Borland indicates that you should use the ClientDataSet component mapped to a file with the name MyBase, to indicate that it can be considered a local database solution. I have trouble with the way Borland marketing has promoted this technology, but it has a place, as I'll discuss in the section "MyBase: Stand-alone ClientDataSet."
Accessing data from a provider is a common approach both for client/server architectures (as you'll see in Chapter 14) and for multitier architectures (discussed in Chapter 16, "Multitier DataSnap Applications"). The ClientDataSet component becomes particularly useful if the data-access components you are using provide limited or no caching, which is the case with the dbExpress engine.
ADO (ActiveX Data Objects) is Microsoft's high-level interface for database access. ADO is implemented on Microsoft's data-access OLE DB technology, which provides access to relational and non-relational databases as well as e-mail and file systems and custom business objects. ADO is an engine with features comparable to those of the BDE: database server independence supporting local and SQL servers alike, a heavyweight engine, and a simplified configuration (because it is not centralized). Installation should (in theory) not be an issue, because the engine is part of recent versions of Windows. However, the limited compatibility among versions of ADO will force you to upgrade your users' computers to the same version you've used for developing the program. The sheer size of the MDAC (Microsoft Data Access Components) installation, which updates large portions of the operating system, makes this operation far from simple.

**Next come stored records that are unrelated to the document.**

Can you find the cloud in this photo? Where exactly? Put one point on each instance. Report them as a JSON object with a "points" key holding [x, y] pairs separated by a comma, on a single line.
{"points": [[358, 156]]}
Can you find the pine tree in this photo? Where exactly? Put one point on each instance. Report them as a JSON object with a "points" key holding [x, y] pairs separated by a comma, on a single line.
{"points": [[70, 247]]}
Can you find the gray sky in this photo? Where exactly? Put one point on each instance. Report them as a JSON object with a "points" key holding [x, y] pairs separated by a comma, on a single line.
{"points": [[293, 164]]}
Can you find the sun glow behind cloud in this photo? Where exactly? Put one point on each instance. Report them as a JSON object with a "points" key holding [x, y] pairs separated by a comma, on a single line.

ADO offers definite advantages if you plan to use Access or SQL Server, because Microsoft's drivers for its own databases are of better quality than the average OLE DB providers. For Access databases, specifically, using Delphi's ADO components is a good solution. If you plan to use other SQL servers, first check the availability of a good-quality driver, or you might have some surprises. ADO is very powerful, but you have to learn to live with it— it stands between your program and the database, providing services but occasionally also issuing different commands than you may expect. On the negative side, do not even think of using ADO if you plan future cross-platform development; this Microsoft-specific technology is not available on Linux or other operating systems.
In short, use ADO if you plan to work only on Windows, want to use Access or other Microsoft databases, or find a good OLE DB provider for each of the database servers you plan to work with (at the moment, this factor excludes InterBase and many other SQL servers).
ADO components (part of a package Borland calls dbGo) are grouped in the ADO page of the Component Palette. The three core components are ADOConnection (for database connections), ADOCommand (for executing SQL commands), and ADODataSet (for executing requests that return a result set). There are also three compatibility components—ADOTable, ADOQuery, and ADOStoredProc—that you can use to port BDE-based applications to ADO. Finally, the RDSConnection component lets you access data in remote multitier applications.
Chapter 15, "Working with ADO," covers ADO and related technologies in detail. Notice that Microsoft is replacing ADO with its .NET version, which is based on the same core concepts. So, using ADO might provide you with a good path toward native .NET applications (although Borland plans to move dbExpress to that platform, too).
As a further alternative, you can write your own custom dataset components, or choose one of the many offerings available. Developing custom dataset components is one of the most complex issues of Delphi programming; it's covered in depth in Chapter 17, "Writing Database Components." Reading that material, you'll also learn about the internal workings of the TDataSet class.